Le Wall Street Journal estime aussi que ce procès pourrait être très dommageable pour UBS. Toute la question réside dans le système de défense du jeune trader.

«S’il plaide non coupable, les débats vont se prolonger et pourraient être embarrassants pour la banque suisse, alors que s’il plaide coupable cela mettrait un terme rapidement à la publicité autour de cette affaire», estime le quotidien américain.

Le courtier, qui est toujours apparu devant la justice dans des costumes sur mesure, n'a pour l'instant pas annoncé ce qu'il allait plaider. Kweku Adoboli avait intégré UBS en 2002 comme stagiaire.
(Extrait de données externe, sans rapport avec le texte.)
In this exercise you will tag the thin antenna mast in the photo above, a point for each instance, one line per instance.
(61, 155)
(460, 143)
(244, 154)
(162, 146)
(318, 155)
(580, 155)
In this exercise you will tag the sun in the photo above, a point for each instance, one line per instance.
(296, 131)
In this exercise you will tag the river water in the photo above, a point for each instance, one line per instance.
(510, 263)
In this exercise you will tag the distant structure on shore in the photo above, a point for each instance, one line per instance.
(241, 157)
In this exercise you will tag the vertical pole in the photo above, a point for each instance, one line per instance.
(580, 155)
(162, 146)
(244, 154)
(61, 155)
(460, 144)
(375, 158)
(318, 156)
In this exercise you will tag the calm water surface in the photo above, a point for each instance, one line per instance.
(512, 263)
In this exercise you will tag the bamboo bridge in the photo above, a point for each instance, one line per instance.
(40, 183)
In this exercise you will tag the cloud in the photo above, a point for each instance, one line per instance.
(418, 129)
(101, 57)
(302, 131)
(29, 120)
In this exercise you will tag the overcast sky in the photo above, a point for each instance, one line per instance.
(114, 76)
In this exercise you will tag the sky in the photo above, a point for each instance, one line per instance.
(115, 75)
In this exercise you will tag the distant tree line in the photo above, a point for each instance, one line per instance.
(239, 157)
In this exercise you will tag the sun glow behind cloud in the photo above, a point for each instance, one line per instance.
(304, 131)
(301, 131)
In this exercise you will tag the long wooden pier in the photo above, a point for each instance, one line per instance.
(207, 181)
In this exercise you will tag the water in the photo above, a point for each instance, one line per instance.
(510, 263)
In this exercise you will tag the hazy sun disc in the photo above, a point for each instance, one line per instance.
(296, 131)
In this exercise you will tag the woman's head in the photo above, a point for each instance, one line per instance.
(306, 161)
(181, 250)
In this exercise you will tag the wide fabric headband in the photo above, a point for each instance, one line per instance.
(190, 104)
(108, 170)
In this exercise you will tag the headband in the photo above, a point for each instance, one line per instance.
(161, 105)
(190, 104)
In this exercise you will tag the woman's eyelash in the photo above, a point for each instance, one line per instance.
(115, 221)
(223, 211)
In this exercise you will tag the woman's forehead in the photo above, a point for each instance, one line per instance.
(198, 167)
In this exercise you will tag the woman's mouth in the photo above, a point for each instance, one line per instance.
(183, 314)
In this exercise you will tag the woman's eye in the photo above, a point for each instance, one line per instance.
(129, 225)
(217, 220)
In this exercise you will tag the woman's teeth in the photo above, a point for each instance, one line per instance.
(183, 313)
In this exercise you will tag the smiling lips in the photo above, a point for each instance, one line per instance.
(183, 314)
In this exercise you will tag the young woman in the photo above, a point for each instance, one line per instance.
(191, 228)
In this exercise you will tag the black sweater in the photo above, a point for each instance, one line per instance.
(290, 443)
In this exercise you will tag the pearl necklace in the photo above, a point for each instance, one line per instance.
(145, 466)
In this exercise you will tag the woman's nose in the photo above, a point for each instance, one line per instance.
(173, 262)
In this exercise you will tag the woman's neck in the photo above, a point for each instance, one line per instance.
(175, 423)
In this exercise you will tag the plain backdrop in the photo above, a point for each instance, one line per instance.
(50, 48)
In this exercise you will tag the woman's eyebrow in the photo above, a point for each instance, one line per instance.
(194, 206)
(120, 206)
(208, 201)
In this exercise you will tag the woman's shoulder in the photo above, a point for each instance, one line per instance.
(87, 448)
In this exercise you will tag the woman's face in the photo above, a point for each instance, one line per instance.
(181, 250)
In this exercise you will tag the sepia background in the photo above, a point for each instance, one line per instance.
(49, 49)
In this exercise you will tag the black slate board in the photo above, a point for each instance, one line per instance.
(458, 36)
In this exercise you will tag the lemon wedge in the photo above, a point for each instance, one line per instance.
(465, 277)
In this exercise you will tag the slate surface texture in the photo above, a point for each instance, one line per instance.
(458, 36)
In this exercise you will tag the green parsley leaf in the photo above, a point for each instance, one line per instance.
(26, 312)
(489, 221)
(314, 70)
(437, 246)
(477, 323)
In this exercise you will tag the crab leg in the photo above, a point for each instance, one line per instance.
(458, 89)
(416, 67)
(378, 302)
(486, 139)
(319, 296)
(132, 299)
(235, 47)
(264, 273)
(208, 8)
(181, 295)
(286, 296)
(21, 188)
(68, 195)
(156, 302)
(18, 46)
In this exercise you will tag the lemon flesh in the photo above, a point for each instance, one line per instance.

Il risque aujourd'hui de sept à dix ans de prison s’il est reconnu coupable de fraude.

Son histoire fait écho à celle de Jérôme Kerviel. Ce trader français avait été condamné en 2010 à cinq ans de prison dont trois ans ferme pour faux, usage de faux, abus de confiance et introduction frauduleuse de données informatiques. Il avait fait perdre 4,9 milliards d’euros à la Société Générale.